The core properties of AI agents make them attractive and lucrative tools. According to a recent survey, roughly 80% of tech executives indicate plans to integrate agentic AI systems into their organizations within the next 3 years. Moreover, when considering AI agents’ abilities to handle multiplicity in linear and non-linear workflows, easily interact with users of all profiles in natural language, and seamlessly integrate with and/or operate existing components of digital infrastructures, their status as high-value AI assets is deeply reinforced. AI agents are truly pushing the boundaries of what’s achievable with GenAI applications.

Throughout the remainder of this post, we’ll take a closer look at AI agents, beginning by discussing the different forms they can take and offering a broad functional overview of what working with an AI agent might look like. Following this, we’ll dive into a series of potential real-world AI agent use cases, breaking down each in detail to create an actionable impression of AI agents at work. We hope that by closely examining this topic, we’ll provide readers with the insights they need to begin exploring and developing their own agentic AI solutions within concrete operational contexts.

AI Agents: Form and Function

While the vast majority of AI agents are built on similar foundations, the term “AI agent” is still imprecise, failing to capture the nuanced forms this technology can assume. For instance, ChatGPT, Claude, and Perplexity are all examples of LLMs, but to say that they are the same would be inaccurate—ChatGPT is a multi-modal generalist chatbot with an expansive capabilities repertoire, Claude is a proficient writing assistant with impressive reasoning skills, and Perplexity is an AI-powered search engine fine-tuned for academic and scientific research.

Just as understanding the different forms of LLMs is crucial for comprehending the capabilities and limitations of certain Frontier AI models, the same applies to AI agents. In this respect, we articulate the various forms AI agents can take below, drawing from Amazon’s AI agent classifications while also including some of our own.
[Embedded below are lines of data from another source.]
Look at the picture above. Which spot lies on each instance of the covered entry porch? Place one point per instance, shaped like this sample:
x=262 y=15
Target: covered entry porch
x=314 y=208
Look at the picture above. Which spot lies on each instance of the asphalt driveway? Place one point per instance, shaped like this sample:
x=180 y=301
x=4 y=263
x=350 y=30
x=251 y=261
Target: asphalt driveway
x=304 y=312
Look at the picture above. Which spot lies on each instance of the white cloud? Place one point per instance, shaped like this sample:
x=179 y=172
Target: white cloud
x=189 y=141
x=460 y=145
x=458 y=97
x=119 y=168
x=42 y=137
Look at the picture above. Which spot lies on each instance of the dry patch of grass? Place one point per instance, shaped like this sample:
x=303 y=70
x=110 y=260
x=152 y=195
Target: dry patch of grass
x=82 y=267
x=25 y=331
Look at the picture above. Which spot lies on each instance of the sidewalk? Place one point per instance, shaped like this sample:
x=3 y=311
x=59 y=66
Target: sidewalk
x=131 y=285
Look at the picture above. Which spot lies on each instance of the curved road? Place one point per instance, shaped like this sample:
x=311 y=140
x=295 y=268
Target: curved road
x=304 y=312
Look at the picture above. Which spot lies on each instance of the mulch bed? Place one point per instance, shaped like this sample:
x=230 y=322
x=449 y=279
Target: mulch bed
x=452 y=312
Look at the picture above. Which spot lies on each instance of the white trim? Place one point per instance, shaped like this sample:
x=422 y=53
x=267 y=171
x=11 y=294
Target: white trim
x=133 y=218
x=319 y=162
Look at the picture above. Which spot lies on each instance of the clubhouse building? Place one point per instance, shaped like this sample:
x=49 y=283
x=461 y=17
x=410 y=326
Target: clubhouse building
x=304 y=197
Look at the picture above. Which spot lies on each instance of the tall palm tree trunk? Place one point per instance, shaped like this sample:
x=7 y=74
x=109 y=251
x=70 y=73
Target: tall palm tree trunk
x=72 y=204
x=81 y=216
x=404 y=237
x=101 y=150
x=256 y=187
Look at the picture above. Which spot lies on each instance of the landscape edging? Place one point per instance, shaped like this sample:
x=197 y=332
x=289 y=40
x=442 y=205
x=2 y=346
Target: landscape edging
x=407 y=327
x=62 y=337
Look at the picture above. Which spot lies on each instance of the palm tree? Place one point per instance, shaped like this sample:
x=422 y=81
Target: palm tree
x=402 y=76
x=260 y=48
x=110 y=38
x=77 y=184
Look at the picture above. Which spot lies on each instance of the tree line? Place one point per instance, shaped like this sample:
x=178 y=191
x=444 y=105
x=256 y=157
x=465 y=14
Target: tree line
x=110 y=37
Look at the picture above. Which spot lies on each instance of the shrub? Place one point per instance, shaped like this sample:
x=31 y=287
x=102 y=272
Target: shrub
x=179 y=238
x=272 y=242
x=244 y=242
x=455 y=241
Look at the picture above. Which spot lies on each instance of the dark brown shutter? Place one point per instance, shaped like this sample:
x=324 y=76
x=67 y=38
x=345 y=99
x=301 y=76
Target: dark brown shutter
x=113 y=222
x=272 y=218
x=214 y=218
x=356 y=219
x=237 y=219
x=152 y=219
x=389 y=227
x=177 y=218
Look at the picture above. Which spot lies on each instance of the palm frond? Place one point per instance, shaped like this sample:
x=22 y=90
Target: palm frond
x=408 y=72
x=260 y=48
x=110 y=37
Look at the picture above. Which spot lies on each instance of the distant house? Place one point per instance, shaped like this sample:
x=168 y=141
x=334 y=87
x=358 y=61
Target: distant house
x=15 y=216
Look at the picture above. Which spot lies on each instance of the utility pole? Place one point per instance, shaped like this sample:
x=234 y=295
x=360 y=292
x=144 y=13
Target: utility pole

  • Learning Agents: Arguably the most advanced singular AI agent, learning agents learn and adapt to their previous experiences and operating environment to continually optimize the results they deliver. These agents can iteratively improve themselves by designing and implementing novel training tasks while leveraging certain input and feedback data streams to adapt to their environments dynamically. For example, an AI tutor that gathers real-time learning insights and data from individual students to personalize lesson plans.

  • Hierarchical Agents: A collective of AI agents structured hierarchically whereby each agent is organized in tiers, with lower-level agents performing individual tasks that are the result of complex task deconstructions performed by higher-level agents. Each agent acts independently while corresponding with the agent immediately above and below it, while the agents in the top tier ensure that all actions taken within the larger system are coordinated in the interest of a common goal.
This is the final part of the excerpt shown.